Table 1 shows the percentage of un-encapsulted Avobenzone detected over time (calculated as the ratio of detected Avobenzone level vs. the total theoretical Avobenzone level).

TABLE 1

Accordingly, the conventional solvent extraction appears to have a serious problem quantifying un-encapsulated Avobenzone (which should not be increasing over time). Without wishing to be bound by theory, it appears that the organic solvent initially under- detects the free active, and then leaches or undesirably extracts the Avobenzone from the microcapsules over time.

Example 3

To determine the efficiency of the encapsulation method of Example 1, i.e., to quantify the amount of un-encapsulated Avobenzone in Batch A, according to one embodiment of the present invention, a formulation substantially according to Example 1 is prepared.

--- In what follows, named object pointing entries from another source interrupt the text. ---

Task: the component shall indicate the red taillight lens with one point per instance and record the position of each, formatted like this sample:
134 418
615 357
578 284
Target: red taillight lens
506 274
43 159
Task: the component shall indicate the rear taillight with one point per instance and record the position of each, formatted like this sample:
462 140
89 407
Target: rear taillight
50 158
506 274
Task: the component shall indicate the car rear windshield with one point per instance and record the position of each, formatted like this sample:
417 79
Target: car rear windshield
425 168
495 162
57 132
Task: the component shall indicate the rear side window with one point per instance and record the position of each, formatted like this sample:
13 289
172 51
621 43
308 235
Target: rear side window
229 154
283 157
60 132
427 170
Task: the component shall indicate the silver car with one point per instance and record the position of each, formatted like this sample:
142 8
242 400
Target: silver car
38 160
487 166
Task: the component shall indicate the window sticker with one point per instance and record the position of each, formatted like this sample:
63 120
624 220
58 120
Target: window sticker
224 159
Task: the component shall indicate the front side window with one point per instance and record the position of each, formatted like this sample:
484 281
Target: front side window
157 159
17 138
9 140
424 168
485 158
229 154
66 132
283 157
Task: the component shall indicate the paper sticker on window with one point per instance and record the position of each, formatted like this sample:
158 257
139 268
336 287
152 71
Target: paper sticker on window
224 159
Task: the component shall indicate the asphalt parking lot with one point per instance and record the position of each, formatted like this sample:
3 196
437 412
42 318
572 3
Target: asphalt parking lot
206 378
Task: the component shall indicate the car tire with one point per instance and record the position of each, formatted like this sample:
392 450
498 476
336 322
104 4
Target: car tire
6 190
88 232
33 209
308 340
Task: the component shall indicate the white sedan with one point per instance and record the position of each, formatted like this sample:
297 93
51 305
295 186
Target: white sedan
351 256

Measurement of un-encapsulated Avobenzone through complexation with cyclodextrin is accomplished as follows. Into a vial is added 100-200 mg of Batch A followed by 5 mL of DI water and 5 mL of cyclodextrin solution (50% by weight, Cavasol W7M TL, supplied by Wacker Chemical) in water. The diluted slurry is mixed for 1, 2, 3, and 4 hours respectively with an orbital shaker. 1 mL of mixture is removed and centrifuged at 16,000 rpm for 15 minutes. The clear supernatant is siphoned with a pipette and used for HPLC analysis. The conditions for HPLC analysis are described as above (Column: Restek Ultra C18 150x4 mm (or equivalent); Mobile phase: Acetonitrile : water (V/V): 73:27; Flow rate: 2.5 mL/min; Run time: 8 min isocratic; Detection: 310 nm

(homosalate/oxocrylene/avobenzone) or 360 nm (avobenzone only)).

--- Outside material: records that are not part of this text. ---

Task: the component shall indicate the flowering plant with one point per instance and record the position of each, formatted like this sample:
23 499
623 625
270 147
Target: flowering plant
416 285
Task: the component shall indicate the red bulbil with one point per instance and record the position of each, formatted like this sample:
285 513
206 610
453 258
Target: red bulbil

Table 2 shows the percentage of un-encapsulted Avobenzone detected over time (calculated as the ratio of detected Avobenzone level vs. the total theoretical Avobenzone level).

TABLE 2

As can be seen, this embodiment of the present invention provides a method of quantifying un-encapsulated Avobenzone that is reasonably steady over time.